After a while one of the officers said "are you lost, can you not see the
island over there?" "Its not that" said the boatman, "there's a minefield
somewhere about here, but I think we're through it now."
(Perhaps both lose something in the way I tell them, but there is
a general absense of a punchline in these stories).
Lachlan
Date: Tue, 16 Apr 1996 17:03:11 +0100 (BST)
From: Lachlan Brown
To: n.pope@ucl.ac.uk
Lovely update to the relies page. But, crumbs, when is this going
to stop? "Look here for our eventual meeting in London"?
I'm afraid your actual and my virtual journey to Lochalsh has
been so evocative for me that I must get up there as soon as possible.
Hence, unfortunately, our paths will probably cross somewhere around Gretna.
Shame, but there it is.
Re: YET ANOTHER TOP SPOOKY THING
You're not going to like this at all, but the flurry of interest
in my mother's side of the family has prompted some rapid investigation
on my Dad's side. An uncle has unearthed the disturbing fact that we
are also related through Mary Strachan, my great-great Grandmother to
William Strachan, printer, who published Johnson's
dictionary, The Tour, as well as Gibbon's Decline and Fall, and Cooke's
Voyages. It is rumoured too that he put up the money for the illicit
printing of Tom Paine's The Rights of Man and of The Citizen.

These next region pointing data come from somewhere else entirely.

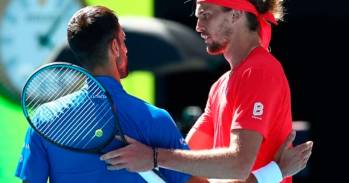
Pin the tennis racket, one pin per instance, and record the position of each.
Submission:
(67, 106)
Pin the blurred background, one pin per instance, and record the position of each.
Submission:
(170, 68)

So, when you are in London, could you and Karen pop around the
The Honourable Company of Stationers and do some research into the
Printer for me? (the late eighteenth century was a very fascinating
period which saw the emergence of new publishing regimes, new formations
in politics, economics and culture and the 'public sphere'). In the
'third virtual room' which is another way of accessing the material in
'difference engine', via spatial metaphors and images rather than 'page'
metaphor of the Web, I'll add a couple of facilities for debate on
some of the implications of the new publishing regime in 'new media' for
cultural production. The unexpurgated version of the communication we
have had will also go in there - but it will be some time as we have a
lot of papers to go into the current threads within difference engine.

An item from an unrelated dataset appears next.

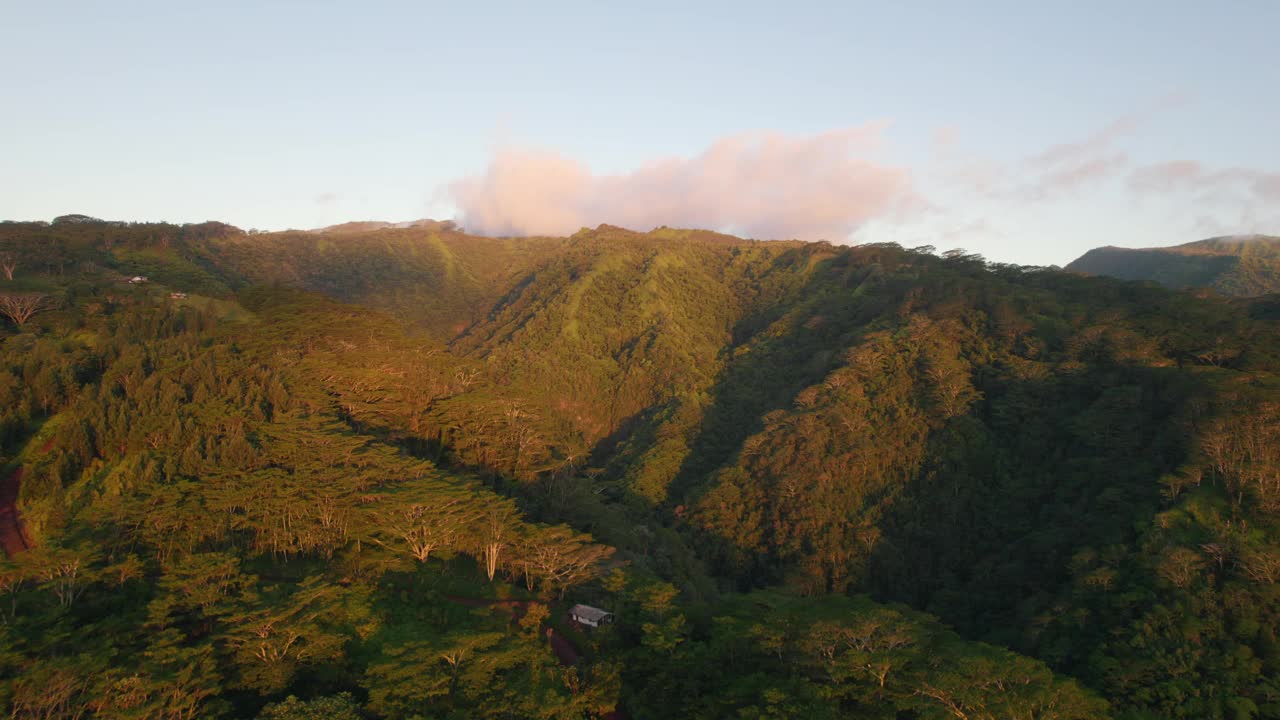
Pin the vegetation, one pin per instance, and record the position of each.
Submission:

*Dr Johnson, in his Journey, thus beautifullydescribes this situation here:I sat down on a bank,such as a writer of romance might have delighted to feign. I had, indeed, no trees to whisper over my head ; but a clear rivulet at my feet. The day was calm, the air soft, and all was rudeness, silence, and solitude. Before me, and on either side, were high hills, which by hindering the mind from ranging, forced the mind to find entertainment for itself. Whether I spent the hour well, I know not; for here I first conceived the thought of this narration.